Но психология "саг об исландцах" ни в чем так не отличается от психологии современного человека, как в восприятии прошлого и будущего по отношению к настоящему.
Для человека нового времени реально только настоящее, но не прошлое или будущее. Интерес к прошлому у него - это не результат органической связи с прошлым, а либо чисто теоретический интерес, результат развития исторической точки зрения, либо, в случае романтической идеализации прошлого, это эскапизм, бегство от реального настоящего в нереальное прошлое. Но, как правило, для современного человека даже вчерашние события уже неинтересны. Кто читает старые газеты? Из огромного множества событий, происходящих в мире, внимание современного человека привлекают лишь немногие, да и то не надолго. Ведь, в сущности, только то, что происходит в настоящем, существует. То, что происходило в прошлом или будет происходить в будущем, не существует. Человек как бы изолирован в настоящем. Его положение во времени ненадежно. Пропасть отделяет настоящее от прошлого и настоящее от будущего. Человек как бы примостился на крутом откосе, с которого он каждую минуту может скатиться в пропасть. Непрочность времени и ненадежность положения человека во времени стали излюбленной темой поэтов еще в эпоху Возрождения.

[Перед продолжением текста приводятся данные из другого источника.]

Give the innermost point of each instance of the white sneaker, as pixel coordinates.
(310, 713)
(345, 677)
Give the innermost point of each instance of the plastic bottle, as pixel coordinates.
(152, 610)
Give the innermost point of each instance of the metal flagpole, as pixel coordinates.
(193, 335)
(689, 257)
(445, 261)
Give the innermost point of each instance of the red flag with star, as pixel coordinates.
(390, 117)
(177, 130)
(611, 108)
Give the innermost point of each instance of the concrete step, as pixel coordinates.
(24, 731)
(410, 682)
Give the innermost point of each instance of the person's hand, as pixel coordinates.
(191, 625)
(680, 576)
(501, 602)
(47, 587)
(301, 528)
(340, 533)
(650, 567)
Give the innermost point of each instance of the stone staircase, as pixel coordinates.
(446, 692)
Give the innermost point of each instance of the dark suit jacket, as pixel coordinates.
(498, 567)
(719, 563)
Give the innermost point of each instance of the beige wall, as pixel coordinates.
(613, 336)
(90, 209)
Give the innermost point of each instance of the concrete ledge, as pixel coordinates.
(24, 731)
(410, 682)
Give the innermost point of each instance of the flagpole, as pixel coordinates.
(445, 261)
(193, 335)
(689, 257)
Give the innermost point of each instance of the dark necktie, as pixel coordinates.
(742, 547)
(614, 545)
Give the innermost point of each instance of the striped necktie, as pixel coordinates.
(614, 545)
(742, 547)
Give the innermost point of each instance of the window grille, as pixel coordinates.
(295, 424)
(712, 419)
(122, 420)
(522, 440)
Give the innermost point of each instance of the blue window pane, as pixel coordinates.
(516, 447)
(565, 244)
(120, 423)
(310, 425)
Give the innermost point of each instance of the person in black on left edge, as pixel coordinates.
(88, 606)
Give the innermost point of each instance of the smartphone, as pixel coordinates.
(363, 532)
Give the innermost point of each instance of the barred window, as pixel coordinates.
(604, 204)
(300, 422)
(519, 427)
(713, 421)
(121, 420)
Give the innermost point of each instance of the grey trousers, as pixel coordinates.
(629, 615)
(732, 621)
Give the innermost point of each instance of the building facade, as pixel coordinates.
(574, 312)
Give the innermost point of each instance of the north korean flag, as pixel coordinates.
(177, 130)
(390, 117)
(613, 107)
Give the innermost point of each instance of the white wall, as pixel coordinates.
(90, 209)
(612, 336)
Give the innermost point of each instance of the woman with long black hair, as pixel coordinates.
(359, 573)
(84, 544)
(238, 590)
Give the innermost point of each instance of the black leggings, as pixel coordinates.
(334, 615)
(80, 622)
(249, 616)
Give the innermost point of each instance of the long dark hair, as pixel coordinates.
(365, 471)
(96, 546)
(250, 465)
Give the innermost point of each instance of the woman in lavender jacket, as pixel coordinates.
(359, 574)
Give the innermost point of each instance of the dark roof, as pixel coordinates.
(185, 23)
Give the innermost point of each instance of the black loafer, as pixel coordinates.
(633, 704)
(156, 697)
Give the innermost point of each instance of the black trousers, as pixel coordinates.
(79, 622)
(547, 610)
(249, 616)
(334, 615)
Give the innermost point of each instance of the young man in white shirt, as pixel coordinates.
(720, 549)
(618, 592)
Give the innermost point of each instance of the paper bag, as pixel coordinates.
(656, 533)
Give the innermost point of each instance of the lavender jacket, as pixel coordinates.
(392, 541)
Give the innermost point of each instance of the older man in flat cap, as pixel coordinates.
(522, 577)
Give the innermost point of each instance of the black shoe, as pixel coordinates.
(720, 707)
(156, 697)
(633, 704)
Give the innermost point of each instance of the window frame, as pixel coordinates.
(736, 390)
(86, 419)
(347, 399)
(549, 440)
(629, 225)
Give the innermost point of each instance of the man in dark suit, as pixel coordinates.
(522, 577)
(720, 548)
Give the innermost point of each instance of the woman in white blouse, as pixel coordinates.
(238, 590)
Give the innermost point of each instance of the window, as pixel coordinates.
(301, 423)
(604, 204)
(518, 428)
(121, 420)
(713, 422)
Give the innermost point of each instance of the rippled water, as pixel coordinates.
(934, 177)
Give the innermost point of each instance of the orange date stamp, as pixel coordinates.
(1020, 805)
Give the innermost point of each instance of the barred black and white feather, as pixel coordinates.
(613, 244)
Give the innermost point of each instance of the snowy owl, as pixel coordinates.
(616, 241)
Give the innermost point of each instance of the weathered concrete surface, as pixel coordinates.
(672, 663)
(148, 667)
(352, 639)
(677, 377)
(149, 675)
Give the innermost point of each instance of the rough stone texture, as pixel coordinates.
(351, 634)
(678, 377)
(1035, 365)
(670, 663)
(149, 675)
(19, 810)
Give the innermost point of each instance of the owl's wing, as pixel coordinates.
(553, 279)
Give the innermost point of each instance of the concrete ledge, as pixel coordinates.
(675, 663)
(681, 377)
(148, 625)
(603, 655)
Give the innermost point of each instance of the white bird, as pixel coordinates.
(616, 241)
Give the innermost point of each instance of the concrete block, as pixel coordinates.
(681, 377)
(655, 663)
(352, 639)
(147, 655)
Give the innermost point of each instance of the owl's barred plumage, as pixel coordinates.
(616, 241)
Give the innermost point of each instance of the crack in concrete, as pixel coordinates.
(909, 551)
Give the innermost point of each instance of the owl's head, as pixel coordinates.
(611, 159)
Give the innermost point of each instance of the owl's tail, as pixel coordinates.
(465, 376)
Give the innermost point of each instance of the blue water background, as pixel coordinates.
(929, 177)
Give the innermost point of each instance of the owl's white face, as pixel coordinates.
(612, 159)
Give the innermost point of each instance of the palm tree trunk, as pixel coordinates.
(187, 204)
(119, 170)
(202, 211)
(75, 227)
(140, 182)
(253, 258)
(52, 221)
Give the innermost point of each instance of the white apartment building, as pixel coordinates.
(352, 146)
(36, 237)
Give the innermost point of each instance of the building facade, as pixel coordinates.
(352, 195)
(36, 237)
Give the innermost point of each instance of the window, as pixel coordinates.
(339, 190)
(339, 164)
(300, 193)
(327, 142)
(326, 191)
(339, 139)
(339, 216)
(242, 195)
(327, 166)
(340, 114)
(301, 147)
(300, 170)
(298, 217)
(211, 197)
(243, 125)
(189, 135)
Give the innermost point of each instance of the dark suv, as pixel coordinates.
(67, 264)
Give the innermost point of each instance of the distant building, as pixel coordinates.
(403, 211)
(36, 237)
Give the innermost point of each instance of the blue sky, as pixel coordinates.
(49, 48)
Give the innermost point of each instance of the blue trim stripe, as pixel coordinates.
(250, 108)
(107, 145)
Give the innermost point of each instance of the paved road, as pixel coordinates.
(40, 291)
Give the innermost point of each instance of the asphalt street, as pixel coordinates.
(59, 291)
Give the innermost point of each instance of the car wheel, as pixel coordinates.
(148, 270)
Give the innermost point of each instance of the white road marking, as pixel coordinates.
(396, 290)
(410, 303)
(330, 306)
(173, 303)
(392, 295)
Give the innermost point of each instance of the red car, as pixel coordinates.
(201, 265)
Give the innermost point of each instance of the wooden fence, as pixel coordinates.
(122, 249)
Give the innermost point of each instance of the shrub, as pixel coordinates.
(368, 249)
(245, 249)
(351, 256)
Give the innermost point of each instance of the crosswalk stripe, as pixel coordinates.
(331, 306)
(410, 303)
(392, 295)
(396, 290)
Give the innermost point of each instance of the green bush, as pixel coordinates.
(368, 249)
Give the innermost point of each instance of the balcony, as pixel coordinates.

Никаких следов такого восприятия времени нельзя обнаружить в "сагах об исландцах". Прочная органическая связь с прошлым, сознание своего единства с прошлым проявляются в них прежде всего в том, какое огромное место занимают в них сведения о прошлом, притом сведения, которые сами по себе не могли представлять ничего эстетически значащего, - имена, генеалогии, факты родства и т.п. В наше время аналогичными сведениями заинтересовался бы разве что историк, узкий специалист по данной эпохе, но никак не массовый читатель, не имеющий отношения к истории как науке. Между тем сведения такого рода не только всегда включались в письменные саги, а следовательно, читались, слушались, списывались и переписывались, но и много раз повторялись и слушались в устной традиции (ведь бесспорно, что они не могли сохраниться с "века саг" иначе, чем в устной традиции). Другими словами, эти сведения пользовались самой широкой популярностью в обществе. Все, что произошло в прошлом, представляло интерес.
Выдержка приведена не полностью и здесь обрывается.